Alpha 1,2-mannosidases from glycosyl hydrolase family 47 participate in N-glycan biosynthesis. In filamentous
fungi and mammalian cells, α1,2-mannosidases are present in the endoplasmic reticulum (ER) and Golgi complex
and are required to generate complex N-glycans. However, lower eukaryotes such
Saccharomyces cerevisiae
contain
only one α1,2-mannosidase in the lumen of the ER and synthesise high-mannose N-glycans. Little is known
about the N-glycan structure and the enzyme machinery involved in the synthesis of these oligosaccharides in the
dimorphic fungus
Sporothrix schenckii
. Here, a membrane-bound α-mannosidase from
S. schenckii was solubilised
using a high-temperature procedure and purified by conventional methods of protein isolation. Analytical
zymograms revealed a polypeptide of 75 kDa to be responsible for enzyme activity and this purified protein was
recognised by anti-α1,2-mannosidase antibodies.

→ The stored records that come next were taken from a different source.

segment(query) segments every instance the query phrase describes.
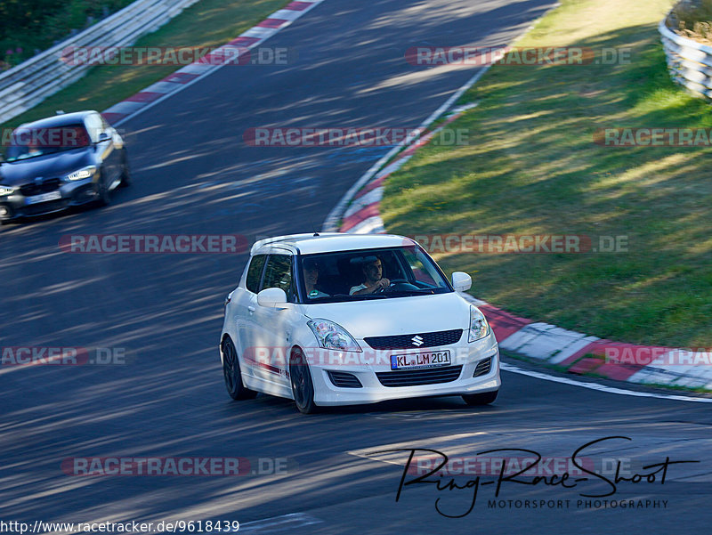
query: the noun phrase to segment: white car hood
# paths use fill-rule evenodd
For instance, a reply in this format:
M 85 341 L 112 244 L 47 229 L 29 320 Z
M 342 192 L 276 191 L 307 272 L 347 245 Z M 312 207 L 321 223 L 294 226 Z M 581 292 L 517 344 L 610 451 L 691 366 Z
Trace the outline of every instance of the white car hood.
M 455 292 L 307 304 L 303 312 L 335 321 L 360 339 L 470 328 L 470 304 Z

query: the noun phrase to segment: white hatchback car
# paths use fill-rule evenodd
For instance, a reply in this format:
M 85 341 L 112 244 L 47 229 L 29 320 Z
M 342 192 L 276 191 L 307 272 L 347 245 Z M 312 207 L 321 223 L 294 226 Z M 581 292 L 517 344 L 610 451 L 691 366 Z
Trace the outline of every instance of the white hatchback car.
M 414 240 L 295 234 L 257 241 L 227 297 L 220 357 L 230 395 L 318 406 L 461 395 L 492 402 L 495 335 Z

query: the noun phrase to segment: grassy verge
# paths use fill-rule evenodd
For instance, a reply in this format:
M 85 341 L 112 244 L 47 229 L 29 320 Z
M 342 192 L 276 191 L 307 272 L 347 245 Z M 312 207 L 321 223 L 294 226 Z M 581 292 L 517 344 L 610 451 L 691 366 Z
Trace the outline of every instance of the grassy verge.
M 657 25 L 671 0 L 562 0 L 518 46 L 626 49 L 615 65 L 496 65 L 456 121 L 469 144 L 427 146 L 386 183 L 400 234 L 626 236 L 627 252 L 434 255 L 516 314 L 639 344 L 712 345 L 712 150 L 611 148 L 598 128 L 712 127 L 676 86 Z
M 676 5 L 668 24 L 678 34 L 700 43 L 712 43 L 712 0 L 684 0 Z
M 287 0 L 202 0 L 166 26 L 142 37 L 135 46 L 219 46 L 237 37 Z M 56 109 L 103 110 L 164 78 L 181 66 L 101 65 L 3 126 L 54 115 Z

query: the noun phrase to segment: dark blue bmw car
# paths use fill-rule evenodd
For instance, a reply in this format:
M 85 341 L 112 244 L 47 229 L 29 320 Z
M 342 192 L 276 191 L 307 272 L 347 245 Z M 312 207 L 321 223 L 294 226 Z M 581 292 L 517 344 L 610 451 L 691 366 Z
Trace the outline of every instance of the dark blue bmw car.
M 116 188 L 131 182 L 124 140 L 96 111 L 27 123 L 4 144 L 2 223 L 91 202 L 106 205 Z

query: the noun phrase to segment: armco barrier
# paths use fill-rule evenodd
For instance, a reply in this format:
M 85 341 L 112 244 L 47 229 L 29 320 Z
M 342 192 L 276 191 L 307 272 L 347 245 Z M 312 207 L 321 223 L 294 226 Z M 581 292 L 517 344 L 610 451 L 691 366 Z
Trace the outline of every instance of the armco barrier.
M 70 46 L 127 46 L 198 0 L 137 0 L 27 61 L 0 74 L 0 123 L 17 117 L 82 77 L 89 65 L 61 60 Z
M 693 93 L 712 98 L 712 46 L 678 36 L 668 28 L 668 15 L 658 27 L 673 79 Z

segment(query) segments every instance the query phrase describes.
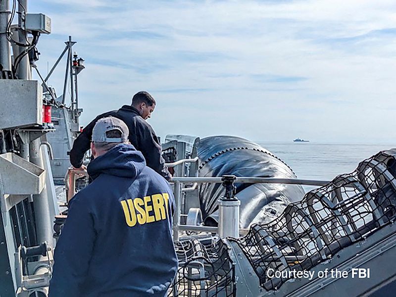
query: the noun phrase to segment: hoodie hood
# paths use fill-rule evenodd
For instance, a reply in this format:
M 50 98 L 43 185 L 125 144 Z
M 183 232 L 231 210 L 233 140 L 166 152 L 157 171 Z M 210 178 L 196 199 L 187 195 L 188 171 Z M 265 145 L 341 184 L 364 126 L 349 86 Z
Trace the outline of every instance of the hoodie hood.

The enzyme hydrolysed Man9GlcNAc2 into Man8GlcNAc2 isomer
B and was inhibited preferentially by 1-deoxymannojirimycin. This α1,2-mannosidase was localised in the ER, with
the catalytic domain within the lumen of this compartment. These properties are consistent with an ER-localised
α1,2-mannosidase of glycosyl hydrolase family 47. Our results also suggested that in contrast to other filamentous
fungi,
S. schenckii lacks Golgi α1,2-mannosidases and therefore, the processing of N-glycans by α1,2-mannosidases
is similar to that present in lower eukaryotes.